Publik Bereaksi atas Kasus Ribka Tjiptaning dan Soeharto

Nama Ribka Tjiptaning mendadak jadi sorotan nasional usai pernyataannya soal mantan Presiden Soeharto viral di media sosial.
Video berdurasi pendek itu menyebar cepat dan memicu gelombang komentar dari berbagai lapisan masyarakat.
Tak lama, muncul laporan hukum terhadap Ribka dengan tuduhan ujaran kebencian, yang kemudian menyalakan kembali perdebatan tentang batas kebebasan berbicara di Indonesia.

Suara dari Masyarakat Akar Rumput

Di sejumlah daerah, pembicaraan soal Ribka dan Soeharto bahkan sampai ke warung kopi dan forum diskusi komunitas.
Sebagian warga menganggap ucapan Ribka masih dalam batas kritik yang wajar.
“Kalau bicara soal sejarah, pasti ada yang tidak suka. Tapi kita harus bisa bedakan antara kritik dan penghinaan,” kata salah satu warga di Solo.

Namun, tak sedikit pula yang menilai pernyataan Ribka sebaiknya disampaikan dengan lebih hati-hati.
Mereka khawatir kalimat yang diucapkan tokoh publik dapat memecah opini masyarakat, terutama di tengah situasi politik yang sensitif menjelang pemilu.

Akademisi Menilai Secara Proporsional

Sejumlah akademisi dari kampus ternama ikut memberikan pandangan.
Mereka menilai kasus ini menjadi ujian penting bagi ruang demokrasi Indonesia.
Menurut dosen komunikasi politik dari Universitas Gadjah Mada, pernyataan Ribka harus dilihat secara utuh, bukan hanya dari potongan video yang viral.

“Media sosial sering kali memotong konteks. Padahal, dalam forum panjang, ucapan seseorang bisa punya maksud berbeda dari yang ditampilkan,” jelasnya.
Ia menambahkan, publik perlu lebih bijak dalam menerima informasi agar tidak terseret pada polarisasi yang merugikan.

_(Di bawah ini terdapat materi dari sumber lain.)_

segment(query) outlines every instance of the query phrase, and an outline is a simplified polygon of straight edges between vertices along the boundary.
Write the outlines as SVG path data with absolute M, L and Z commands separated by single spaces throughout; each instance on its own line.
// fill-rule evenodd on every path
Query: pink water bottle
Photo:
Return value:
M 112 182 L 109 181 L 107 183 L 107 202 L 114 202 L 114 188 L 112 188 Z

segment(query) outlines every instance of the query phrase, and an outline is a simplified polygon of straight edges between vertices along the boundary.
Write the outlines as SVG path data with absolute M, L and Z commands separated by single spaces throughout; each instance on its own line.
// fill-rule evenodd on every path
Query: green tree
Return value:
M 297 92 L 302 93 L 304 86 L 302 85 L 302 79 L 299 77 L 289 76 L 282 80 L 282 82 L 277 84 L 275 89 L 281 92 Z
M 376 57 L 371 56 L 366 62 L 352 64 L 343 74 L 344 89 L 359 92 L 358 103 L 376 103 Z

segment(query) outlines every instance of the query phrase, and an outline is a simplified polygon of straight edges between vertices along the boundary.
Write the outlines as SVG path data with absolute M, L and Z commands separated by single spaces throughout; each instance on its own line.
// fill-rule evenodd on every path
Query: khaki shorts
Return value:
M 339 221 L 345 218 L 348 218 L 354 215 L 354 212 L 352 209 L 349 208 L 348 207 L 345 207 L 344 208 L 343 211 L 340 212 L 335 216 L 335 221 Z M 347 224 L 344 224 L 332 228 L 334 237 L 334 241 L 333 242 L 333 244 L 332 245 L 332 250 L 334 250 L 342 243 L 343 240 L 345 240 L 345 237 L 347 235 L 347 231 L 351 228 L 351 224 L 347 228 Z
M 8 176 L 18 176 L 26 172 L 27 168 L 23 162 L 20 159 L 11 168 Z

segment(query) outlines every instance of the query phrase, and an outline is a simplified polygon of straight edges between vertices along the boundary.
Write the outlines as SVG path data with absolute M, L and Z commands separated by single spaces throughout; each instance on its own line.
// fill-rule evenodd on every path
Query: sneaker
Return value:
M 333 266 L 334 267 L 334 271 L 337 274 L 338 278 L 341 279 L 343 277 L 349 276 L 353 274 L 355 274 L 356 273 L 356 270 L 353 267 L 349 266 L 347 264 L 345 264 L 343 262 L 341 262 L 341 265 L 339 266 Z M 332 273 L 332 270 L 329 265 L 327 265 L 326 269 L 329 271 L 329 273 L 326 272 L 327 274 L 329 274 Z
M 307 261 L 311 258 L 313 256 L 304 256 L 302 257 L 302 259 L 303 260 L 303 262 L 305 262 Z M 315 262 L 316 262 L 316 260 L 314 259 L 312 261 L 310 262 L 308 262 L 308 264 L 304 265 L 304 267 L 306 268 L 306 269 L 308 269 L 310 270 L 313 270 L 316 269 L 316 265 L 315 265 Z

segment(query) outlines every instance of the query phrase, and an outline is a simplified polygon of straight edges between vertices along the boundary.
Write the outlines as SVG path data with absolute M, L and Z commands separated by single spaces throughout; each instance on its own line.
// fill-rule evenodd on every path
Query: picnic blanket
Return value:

Reaksi dari PDI Perjuangan

Di internal partai, dukungan terhadap Ribka terus berdatangan.
Sejumlah politikus PDI Perjuangan menegaskan bahwa laporan hukum tersebut terlalu terburu-buru.
Menurut mereka, kritik terhadap sejarah bukanlah pelanggaran, melainkan bagian dari hak warga negara untuk berekspresi.

“Kalau bicara tentang masa lalu dilarang, bagaimana bangsa ini bisa belajar dari sejarah?” ujar salah satu anggota dewan.
Sikap itu memperlihatkan komitmen partai untuk menjaga kebebasan berbicara kadernya, meski di tengah tekanan publik yang cukup besar.

Polisi Masih Pelajari Laporan

Sementara itu, pihak kepolisian belum menaikkan kasus ini ke tahap penyidikan.
Juru bicara kepolisian menyebut tim penyelidik masih memverifikasi bukti dan mendalami konteks video yang beredar.
“Prosesnya bertahap. Kami harus pastikan dulu apakah ada unsur pidana atau tidak,” ujarnya.

Langkah hati-hati itu disambut baik oleh sejumlah pengamat hukum yang berharap aparat tidak terburu-buru mengambil keputusan.
Mereka menekankan pentingnya menjaga keseimbangan antara penegakan hukum dan perlindungan terhadap kebebasan berekspresi.

Antara Kritik dan Kriminalisasi

Kasus Ribka Tjiptaning membuka kembali perdebatan lama: apakah semua ucapan yang bersifat kritik harus diseret ke jalur hukum?
Sebagian publik menilai demokrasi seharusnya memberi ruang bagi siapa pun untuk menyampaikan pendapat, termasuk terhadap tokoh besar sekalipun.
Namun, di sisi lain, setiap ucapan juga harus disertai tanggung jawab moral dan sosial.

Dalam iklim politik yang makin sensitif, kasus Ribka menjadi pengingat bahwa perbedaan pandangan bukanlah ancaman, melainkan ciri dari masyarakat demokratis.
Kini, semua mata tertuju pada langkah selanjutnya dari aparat dan partai politik, yang akan menentukan arah kebebasan berekspresi di Indonesia ke depan.